24. My own unruly bodymind becomes similarly stuck on repeated words and phrases. A few years ago, the expression “gravy train” came into my head suddenly and parked itself there. The phrase was meaningless to me, though this did not prevent me from ruminating on it. These two words fascinated me for reasons unknown. Perhaps it is the assonance of “gray” and “tray.” Or perhaps there is some deeper psychological reason related to the semantic content. Though I had no emotional connection to this image, the thought was so relentlessly repetitive that I was forced to interpret it in every possible permutation. I looked for inciting events at the crossroads of food and finance. I thought about gravy and trains as separate entities. I discovered that the phrase belonged to a popular brand of dog food. I searched for evidence of childhood trauma. I wondered if maybe I felt that I was undeserving of success at the time this phrase dawned on me, like I was taking the easy route, riding the gravy train. Unlike the sounds of the talking breast pump, however, these words had no direct relevance to my life, that I could tell.

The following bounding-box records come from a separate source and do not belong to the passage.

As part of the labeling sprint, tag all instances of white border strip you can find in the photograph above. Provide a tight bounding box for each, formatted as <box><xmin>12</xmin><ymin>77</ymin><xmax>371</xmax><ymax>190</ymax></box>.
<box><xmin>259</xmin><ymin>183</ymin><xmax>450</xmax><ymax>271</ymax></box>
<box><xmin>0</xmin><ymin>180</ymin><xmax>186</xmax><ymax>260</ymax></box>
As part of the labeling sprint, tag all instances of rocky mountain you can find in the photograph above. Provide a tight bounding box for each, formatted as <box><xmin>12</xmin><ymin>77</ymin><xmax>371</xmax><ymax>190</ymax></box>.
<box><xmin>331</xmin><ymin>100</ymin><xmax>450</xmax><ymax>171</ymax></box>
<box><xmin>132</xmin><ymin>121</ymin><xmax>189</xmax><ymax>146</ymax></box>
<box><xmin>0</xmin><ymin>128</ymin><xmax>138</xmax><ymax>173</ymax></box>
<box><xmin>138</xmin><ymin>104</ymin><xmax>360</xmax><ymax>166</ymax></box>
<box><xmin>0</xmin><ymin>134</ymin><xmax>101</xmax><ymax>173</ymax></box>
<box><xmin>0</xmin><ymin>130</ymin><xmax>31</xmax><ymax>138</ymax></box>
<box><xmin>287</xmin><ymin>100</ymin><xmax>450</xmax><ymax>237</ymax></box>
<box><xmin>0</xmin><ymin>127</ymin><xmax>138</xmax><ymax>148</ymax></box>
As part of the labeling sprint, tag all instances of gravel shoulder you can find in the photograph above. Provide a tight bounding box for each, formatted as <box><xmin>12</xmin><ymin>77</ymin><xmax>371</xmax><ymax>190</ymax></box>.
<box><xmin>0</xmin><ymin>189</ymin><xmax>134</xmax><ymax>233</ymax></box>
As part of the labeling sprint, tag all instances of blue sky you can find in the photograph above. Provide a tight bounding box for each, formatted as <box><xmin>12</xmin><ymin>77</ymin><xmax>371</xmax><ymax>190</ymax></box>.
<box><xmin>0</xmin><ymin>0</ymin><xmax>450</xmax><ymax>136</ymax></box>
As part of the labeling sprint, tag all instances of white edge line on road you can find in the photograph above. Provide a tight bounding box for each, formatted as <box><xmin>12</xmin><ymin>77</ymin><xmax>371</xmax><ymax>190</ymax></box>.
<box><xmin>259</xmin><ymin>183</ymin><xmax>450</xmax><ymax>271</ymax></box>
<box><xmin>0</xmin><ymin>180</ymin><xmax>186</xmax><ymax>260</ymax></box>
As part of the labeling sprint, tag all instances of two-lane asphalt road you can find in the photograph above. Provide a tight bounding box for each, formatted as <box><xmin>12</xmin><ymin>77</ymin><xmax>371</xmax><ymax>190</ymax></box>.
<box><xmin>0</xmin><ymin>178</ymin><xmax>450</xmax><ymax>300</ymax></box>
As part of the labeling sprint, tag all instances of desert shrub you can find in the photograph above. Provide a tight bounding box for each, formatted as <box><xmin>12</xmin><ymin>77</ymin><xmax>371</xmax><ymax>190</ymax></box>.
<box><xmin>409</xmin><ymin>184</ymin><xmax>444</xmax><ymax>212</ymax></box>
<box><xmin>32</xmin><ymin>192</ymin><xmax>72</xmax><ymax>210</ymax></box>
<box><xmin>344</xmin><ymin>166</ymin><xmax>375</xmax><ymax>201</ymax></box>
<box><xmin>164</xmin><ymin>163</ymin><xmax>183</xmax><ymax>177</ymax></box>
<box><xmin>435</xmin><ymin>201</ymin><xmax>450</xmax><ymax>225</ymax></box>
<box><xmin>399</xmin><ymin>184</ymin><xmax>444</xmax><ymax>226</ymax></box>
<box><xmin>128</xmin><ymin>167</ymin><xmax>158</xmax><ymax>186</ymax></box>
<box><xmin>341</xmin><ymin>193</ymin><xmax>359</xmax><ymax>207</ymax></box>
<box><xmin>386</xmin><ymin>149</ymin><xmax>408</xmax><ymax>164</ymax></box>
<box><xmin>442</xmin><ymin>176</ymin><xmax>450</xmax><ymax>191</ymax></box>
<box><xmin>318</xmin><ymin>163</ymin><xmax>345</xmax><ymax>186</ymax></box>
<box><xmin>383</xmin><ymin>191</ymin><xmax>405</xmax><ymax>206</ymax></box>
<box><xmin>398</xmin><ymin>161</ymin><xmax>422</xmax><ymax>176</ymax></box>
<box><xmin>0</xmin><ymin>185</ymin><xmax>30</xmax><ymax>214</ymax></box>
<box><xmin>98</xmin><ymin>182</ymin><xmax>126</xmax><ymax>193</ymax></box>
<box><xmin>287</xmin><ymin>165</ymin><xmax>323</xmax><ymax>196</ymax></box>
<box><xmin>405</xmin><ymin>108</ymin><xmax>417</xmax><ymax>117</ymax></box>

They simply produced in me a kind of aesthetic frisson, of the “cellar door” variety. Like earworms, these intrusive phrases are another example of sonic stickiness, but the difference here is that instead of an external sound clinging to me, I hear these sounds intrasubjectively as internal dialogue, in my own voice. Not only are the words heard mentally, but they are also embodied as subvocalizations in the larynx, where small vocal muscles move in correspondence with internal speech. If you have ever experienced intrusive thoughts, especially those that are far less benign than this example, you will know how hard it is to accept them and not try to suppress or neutralize them. They are called trains of thought for a reason. Even while talking to someone, or trying to read, this particular phrase would chug along beneath the surface of consciousness: gravy train, gravy train, gravy train, gravy train, gravy train, gravy train. In this way, mad listening is often a multifocal listening, being with two or more sounds at once, the ones in here and the ones out there, and everything in between.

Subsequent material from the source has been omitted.